La synthèse des âges de refroidissement AHe et AFT et la modélisation des histoires thermiques (provenant de cette étude et d’autres publications) indiquent une exhumation simultanée des prismes orogéniques occidental et oriental il y a environ 30 Ma. Une accélération généralisée et croissante de l’exhumation depuis ~17 et 8 Ma est observée, notamment avec l’accélération de l’exhumation du toit du WAET à 12-8 Ma, et de l’activation de la tectonique thick-skinned du bassin de Huallaga il y a ~8 Ma (Eude et al., 2015). Un différentiel d’exhumation a été calculé de parts et d’autres du WAET, avec une érosion totale de ~1980-3260 m et de ~3260-5240 m respectivement au mur et au toit du chevauchement.

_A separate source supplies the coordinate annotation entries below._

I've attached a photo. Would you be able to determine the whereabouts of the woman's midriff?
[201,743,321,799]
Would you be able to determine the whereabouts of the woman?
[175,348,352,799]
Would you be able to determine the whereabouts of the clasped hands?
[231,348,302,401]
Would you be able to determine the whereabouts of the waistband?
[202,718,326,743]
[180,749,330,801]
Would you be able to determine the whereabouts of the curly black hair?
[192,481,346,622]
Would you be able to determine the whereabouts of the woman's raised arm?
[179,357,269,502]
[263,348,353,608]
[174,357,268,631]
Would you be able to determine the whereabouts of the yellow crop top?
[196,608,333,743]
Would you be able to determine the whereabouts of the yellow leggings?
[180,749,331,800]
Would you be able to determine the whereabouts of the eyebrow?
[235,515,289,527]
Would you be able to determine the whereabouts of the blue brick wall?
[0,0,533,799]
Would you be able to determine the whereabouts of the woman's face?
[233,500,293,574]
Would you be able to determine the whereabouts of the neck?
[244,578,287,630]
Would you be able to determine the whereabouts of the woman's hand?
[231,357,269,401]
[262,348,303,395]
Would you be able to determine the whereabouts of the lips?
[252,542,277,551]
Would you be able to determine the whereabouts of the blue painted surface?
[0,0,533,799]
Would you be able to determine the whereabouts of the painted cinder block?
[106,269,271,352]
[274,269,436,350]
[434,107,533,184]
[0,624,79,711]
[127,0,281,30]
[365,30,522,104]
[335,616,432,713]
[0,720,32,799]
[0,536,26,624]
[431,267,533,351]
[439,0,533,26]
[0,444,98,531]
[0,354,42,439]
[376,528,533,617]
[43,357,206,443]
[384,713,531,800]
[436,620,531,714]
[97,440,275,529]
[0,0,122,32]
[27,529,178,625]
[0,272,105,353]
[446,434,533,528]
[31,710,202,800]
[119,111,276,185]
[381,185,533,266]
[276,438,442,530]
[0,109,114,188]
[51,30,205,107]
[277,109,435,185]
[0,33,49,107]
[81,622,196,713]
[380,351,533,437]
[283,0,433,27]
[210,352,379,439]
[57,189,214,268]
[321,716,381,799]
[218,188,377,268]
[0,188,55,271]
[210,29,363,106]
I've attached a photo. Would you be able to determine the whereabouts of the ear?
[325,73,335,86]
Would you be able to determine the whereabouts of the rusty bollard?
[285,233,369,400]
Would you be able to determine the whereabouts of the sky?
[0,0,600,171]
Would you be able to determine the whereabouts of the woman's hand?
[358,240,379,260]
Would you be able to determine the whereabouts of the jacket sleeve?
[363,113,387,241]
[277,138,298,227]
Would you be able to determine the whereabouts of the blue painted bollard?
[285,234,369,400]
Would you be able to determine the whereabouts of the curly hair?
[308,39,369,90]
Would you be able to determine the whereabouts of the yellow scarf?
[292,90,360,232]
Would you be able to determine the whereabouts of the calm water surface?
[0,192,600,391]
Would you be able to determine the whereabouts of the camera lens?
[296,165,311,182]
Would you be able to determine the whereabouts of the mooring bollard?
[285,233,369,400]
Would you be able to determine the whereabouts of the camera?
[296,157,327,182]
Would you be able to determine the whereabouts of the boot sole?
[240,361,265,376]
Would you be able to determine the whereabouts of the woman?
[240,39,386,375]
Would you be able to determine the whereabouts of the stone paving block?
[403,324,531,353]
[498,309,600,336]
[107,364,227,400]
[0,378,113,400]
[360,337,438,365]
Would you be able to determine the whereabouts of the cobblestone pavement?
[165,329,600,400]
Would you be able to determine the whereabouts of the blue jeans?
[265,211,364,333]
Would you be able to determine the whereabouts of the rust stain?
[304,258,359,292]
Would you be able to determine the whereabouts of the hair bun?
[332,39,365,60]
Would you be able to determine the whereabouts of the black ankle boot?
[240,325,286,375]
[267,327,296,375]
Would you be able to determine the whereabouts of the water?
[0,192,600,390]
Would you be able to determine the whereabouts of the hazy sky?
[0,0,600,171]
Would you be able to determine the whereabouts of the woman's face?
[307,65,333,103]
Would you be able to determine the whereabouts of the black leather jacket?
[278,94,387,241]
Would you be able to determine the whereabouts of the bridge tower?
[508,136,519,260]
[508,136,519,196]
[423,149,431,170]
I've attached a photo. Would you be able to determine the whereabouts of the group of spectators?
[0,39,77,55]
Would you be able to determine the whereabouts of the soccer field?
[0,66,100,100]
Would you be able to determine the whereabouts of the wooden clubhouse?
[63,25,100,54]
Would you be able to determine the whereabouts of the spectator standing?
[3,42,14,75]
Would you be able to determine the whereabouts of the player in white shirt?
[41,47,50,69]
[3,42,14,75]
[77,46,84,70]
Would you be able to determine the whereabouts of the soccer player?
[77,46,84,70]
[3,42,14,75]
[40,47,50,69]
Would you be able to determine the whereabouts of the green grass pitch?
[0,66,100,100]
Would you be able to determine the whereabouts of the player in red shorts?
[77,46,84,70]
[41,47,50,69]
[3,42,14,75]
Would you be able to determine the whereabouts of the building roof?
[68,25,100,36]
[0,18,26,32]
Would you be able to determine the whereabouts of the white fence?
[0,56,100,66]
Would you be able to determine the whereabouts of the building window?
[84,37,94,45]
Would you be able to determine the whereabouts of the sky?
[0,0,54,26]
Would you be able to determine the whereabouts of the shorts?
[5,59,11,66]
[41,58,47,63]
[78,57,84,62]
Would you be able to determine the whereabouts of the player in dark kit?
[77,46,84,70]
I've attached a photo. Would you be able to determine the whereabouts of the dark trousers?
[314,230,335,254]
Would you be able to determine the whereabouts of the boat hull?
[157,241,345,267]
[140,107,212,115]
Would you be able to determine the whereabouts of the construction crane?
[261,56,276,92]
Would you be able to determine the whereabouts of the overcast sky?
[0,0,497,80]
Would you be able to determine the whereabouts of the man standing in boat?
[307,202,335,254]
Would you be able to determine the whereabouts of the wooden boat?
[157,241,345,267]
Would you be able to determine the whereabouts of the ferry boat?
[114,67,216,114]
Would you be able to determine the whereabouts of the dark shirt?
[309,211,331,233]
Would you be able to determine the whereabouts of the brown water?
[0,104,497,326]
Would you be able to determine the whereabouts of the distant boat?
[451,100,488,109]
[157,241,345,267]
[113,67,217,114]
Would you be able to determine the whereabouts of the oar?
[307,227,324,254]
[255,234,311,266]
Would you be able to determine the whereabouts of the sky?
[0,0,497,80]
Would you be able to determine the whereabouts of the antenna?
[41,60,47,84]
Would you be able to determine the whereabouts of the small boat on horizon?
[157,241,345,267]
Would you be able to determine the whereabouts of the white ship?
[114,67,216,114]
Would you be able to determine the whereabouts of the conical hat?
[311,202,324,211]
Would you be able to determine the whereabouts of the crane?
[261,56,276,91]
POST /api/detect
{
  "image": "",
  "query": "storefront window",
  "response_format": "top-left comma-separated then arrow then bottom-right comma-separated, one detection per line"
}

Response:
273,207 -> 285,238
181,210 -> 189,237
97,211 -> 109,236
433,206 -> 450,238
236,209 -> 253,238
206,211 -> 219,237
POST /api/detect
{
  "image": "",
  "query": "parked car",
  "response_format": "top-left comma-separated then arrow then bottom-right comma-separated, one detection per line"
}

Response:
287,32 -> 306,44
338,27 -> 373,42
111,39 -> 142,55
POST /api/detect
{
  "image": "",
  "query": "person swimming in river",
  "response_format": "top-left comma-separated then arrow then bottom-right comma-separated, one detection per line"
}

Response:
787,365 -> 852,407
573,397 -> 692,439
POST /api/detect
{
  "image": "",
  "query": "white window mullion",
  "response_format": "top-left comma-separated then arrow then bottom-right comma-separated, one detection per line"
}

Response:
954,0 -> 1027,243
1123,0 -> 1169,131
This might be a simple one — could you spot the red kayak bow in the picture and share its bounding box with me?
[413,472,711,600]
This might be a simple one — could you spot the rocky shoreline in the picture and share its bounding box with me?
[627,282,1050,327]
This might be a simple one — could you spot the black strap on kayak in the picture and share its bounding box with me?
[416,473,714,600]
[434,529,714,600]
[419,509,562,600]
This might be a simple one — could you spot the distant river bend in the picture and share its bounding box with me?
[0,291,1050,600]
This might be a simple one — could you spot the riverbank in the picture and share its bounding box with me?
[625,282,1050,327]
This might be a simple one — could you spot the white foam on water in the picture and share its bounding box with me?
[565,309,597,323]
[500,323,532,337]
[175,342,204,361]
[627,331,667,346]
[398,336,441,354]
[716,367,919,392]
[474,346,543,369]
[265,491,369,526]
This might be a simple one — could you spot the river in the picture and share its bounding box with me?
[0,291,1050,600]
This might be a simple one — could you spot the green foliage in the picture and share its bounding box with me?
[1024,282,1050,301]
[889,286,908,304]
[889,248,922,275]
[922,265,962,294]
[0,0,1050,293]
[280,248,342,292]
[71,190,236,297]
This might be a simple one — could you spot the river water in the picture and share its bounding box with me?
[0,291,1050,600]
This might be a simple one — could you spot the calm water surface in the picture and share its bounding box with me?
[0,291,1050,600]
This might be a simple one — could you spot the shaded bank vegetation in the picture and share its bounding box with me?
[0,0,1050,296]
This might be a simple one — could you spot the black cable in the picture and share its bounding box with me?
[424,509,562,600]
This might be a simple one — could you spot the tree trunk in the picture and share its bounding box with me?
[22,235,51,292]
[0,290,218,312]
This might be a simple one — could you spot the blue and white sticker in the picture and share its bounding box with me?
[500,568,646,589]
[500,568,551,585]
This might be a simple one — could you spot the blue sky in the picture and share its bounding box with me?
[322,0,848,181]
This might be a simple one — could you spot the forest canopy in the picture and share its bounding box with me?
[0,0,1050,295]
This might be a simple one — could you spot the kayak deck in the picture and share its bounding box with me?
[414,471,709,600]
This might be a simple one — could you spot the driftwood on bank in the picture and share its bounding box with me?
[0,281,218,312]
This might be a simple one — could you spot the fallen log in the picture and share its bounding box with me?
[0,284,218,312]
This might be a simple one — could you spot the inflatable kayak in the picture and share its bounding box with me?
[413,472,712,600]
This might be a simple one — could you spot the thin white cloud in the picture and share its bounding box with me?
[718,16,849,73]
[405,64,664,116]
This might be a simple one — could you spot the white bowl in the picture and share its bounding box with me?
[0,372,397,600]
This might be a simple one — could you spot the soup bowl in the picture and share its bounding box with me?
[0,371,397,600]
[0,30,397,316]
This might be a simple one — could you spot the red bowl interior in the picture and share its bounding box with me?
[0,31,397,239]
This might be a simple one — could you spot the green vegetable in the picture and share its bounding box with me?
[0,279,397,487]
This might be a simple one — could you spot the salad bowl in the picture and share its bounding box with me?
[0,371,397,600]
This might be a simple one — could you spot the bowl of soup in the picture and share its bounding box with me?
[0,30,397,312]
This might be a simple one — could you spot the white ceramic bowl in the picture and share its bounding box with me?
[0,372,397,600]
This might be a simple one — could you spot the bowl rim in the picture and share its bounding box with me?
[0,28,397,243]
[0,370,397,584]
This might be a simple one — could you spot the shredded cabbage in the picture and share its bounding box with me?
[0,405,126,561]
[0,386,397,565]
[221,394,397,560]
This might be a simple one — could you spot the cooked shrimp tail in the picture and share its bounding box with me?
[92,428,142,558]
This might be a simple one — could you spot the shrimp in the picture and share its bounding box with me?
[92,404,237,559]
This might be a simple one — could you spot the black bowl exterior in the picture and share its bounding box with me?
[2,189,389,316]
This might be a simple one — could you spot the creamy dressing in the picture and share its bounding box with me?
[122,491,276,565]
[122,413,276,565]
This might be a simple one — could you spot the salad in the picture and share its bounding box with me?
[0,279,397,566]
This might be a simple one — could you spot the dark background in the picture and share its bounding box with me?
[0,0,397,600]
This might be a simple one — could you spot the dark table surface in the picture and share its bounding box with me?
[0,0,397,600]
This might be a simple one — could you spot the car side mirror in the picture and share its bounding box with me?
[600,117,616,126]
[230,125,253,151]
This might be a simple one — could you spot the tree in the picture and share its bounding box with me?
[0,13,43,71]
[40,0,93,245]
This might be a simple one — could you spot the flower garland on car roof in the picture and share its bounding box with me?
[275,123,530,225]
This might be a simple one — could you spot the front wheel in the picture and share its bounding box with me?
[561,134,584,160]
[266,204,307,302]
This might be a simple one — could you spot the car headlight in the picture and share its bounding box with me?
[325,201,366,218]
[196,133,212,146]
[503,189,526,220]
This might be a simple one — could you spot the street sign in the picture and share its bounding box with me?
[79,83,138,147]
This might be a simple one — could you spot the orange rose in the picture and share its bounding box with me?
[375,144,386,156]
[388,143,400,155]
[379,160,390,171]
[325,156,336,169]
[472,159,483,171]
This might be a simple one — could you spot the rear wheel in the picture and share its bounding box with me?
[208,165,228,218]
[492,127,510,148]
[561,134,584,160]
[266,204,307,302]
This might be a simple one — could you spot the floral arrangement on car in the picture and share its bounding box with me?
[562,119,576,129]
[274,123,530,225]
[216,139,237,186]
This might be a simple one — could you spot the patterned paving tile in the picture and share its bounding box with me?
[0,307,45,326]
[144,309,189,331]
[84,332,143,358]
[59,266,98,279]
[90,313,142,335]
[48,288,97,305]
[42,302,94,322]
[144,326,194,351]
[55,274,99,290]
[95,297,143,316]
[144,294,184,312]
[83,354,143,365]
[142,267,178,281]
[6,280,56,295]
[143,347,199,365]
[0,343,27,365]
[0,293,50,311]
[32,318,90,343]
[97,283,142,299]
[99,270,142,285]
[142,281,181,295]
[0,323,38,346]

Malgré une diminution de la convergence des plaques depuis 15-10 Ma (e.g. Maloney et al., 2013), cette accélération de la déformation est attribuée à l’entrée en subduction de la Ride Nazca il y a ~14-11 Ma (Hampel, 2002; Rosenbaum et al., 2005). Ceci est corroboré par la modélisation LitMod, indiquant une absence de coin asthénosphérique, et donc une grande surface inter-plaques permettant le transfert et la propagation des déformations dans les prismes orogéniques sus-jacents.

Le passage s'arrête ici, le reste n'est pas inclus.